When you're developing and running automated tests, you want to prove your data access is working correctly, but you don't want a full-on HDInsight cluster just for that. You also don't really want to spin up HBase on Windows - you can do it, but it involves cygwin and isn't huge fun.
So I've put together a simple HDInsight HBase emulator to make it easy. It runs as a single Docker container, which you can get from the registry here: sixeyed/hdinsight-hbase-emulator.
docker run -d -p 443:443 sixeyed/hdinsight-hbase-emulator
And you'll have a local HBase instance which behaves like an HDInsight cluster - giving you remote access with the Stargate REST API at https://localhost/hbaserest.
HDInsight puts a gateway in front of Stargate which adds a layer of security for external access - it runs on HTTPS and uses basic authentication.

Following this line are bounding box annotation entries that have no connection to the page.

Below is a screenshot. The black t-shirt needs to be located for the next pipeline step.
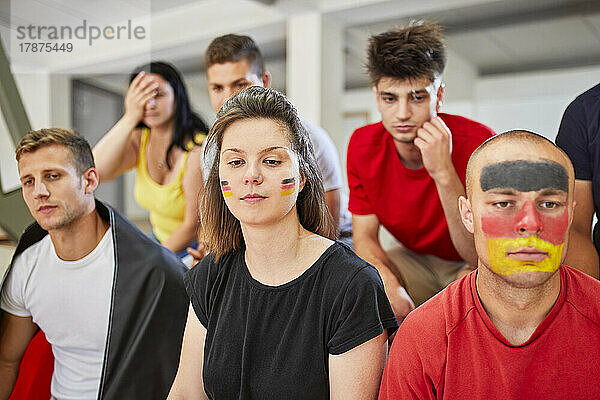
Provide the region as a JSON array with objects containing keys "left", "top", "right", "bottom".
[
  {"left": 556, "top": 84, "right": 600, "bottom": 252},
  {"left": 184, "top": 243, "right": 398, "bottom": 400}
]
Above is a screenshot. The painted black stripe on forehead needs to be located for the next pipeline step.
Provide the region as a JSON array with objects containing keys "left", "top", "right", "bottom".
[{"left": 479, "top": 161, "right": 569, "bottom": 192}]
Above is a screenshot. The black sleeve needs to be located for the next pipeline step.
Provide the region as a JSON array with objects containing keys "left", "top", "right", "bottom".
[
  {"left": 556, "top": 98, "right": 593, "bottom": 181},
  {"left": 183, "top": 254, "right": 215, "bottom": 329},
  {"left": 327, "top": 265, "right": 398, "bottom": 355}
]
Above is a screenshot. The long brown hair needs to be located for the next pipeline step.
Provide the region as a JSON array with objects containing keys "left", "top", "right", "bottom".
[{"left": 200, "top": 86, "right": 335, "bottom": 260}]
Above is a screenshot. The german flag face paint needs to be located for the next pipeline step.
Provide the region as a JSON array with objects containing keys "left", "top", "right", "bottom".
[
  {"left": 480, "top": 161, "right": 569, "bottom": 275},
  {"left": 281, "top": 178, "right": 296, "bottom": 196},
  {"left": 221, "top": 181, "right": 233, "bottom": 197}
]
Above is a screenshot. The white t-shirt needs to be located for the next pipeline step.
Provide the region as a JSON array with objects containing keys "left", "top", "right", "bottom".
[
  {"left": 300, "top": 118, "right": 352, "bottom": 232},
  {"left": 0, "top": 228, "right": 115, "bottom": 400}
]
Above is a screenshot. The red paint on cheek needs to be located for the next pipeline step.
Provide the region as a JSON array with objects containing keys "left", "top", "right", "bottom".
[
  {"left": 481, "top": 212, "right": 518, "bottom": 238},
  {"left": 481, "top": 208, "right": 569, "bottom": 245},
  {"left": 540, "top": 207, "right": 569, "bottom": 245}
]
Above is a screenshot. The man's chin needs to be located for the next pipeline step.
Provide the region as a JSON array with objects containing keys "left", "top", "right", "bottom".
[{"left": 496, "top": 267, "right": 558, "bottom": 289}]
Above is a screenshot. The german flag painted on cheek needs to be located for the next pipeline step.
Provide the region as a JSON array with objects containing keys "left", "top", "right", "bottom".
[
  {"left": 281, "top": 178, "right": 296, "bottom": 196},
  {"left": 480, "top": 161, "right": 569, "bottom": 275},
  {"left": 221, "top": 181, "right": 233, "bottom": 197}
]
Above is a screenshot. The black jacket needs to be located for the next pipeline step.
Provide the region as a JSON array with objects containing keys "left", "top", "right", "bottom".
[{"left": 0, "top": 201, "right": 188, "bottom": 400}]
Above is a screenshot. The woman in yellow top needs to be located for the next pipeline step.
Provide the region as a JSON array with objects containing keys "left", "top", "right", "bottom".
[{"left": 93, "top": 62, "right": 208, "bottom": 257}]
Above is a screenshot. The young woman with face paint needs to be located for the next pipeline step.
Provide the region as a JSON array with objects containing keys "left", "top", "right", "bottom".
[
  {"left": 171, "top": 87, "right": 398, "bottom": 399},
  {"left": 93, "top": 62, "right": 208, "bottom": 257}
]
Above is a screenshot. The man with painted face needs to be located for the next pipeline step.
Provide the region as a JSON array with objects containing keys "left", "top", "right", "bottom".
[
  {"left": 379, "top": 131, "right": 600, "bottom": 400},
  {"left": 347, "top": 23, "right": 494, "bottom": 320},
  {"left": 204, "top": 34, "right": 352, "bottom": 246}
]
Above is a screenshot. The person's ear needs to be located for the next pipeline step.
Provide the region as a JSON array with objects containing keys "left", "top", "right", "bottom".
[
  {"left": 83, "top": 167, "right": 100, "bottom": 194},
  {"left": 435, "top": 83, "right": 446, "bottom": 114},
  {"left": 458, "top": 196, "right": 474, "bottom": 233},
  {"left": 260, "top": 71, "right": 271, "bottom": 89}
]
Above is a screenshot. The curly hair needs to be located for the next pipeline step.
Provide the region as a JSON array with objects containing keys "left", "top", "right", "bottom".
[{"left": 366, "top": 21, "right": 446, "bottom": 85}]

The emulator does the same, with a self-signed SSL certificate (bundled in the Docker image) and a single valid user (username stargate, password hdinsight). The gateway in the emulator is a simple Node app.
With your container running, you can use cURL to access HBase in the same way as you do with HDInsight, e.g. to get a list of tables:
curl -H Accept:application/json -k --user stargate:hdinsight https://localhost/hbaserest
Or to fetch a single row with key abc|20150821|xyz from the events table:
curl -H Accept:application/json -k --user stargate:hdinsight https://localhost/hbaserest/events/abc%7C20150821%7Cxyz
One difference between the emulator and the real HDInsight cluster, is that the emulator works when you fetch a single cell, specifying the table name, row key, column family and qualifier like this:
HDInsight will return a 400 for similar URLs (
https://my-hbase.azurehdinsight.net/hbaserest/timing-events/a-20150723-x/t:1), because the real gateway blocks paths with a colon (which we use to separate the column family name and the qualifier).
Another difference is that the emulator doesn't persist any data, so when you kill the container you kill all the data - table schemas as well as rows. Perfect if you want to spin up an instance to run a suite of integration tests. Not so good if you're looking to use this in production.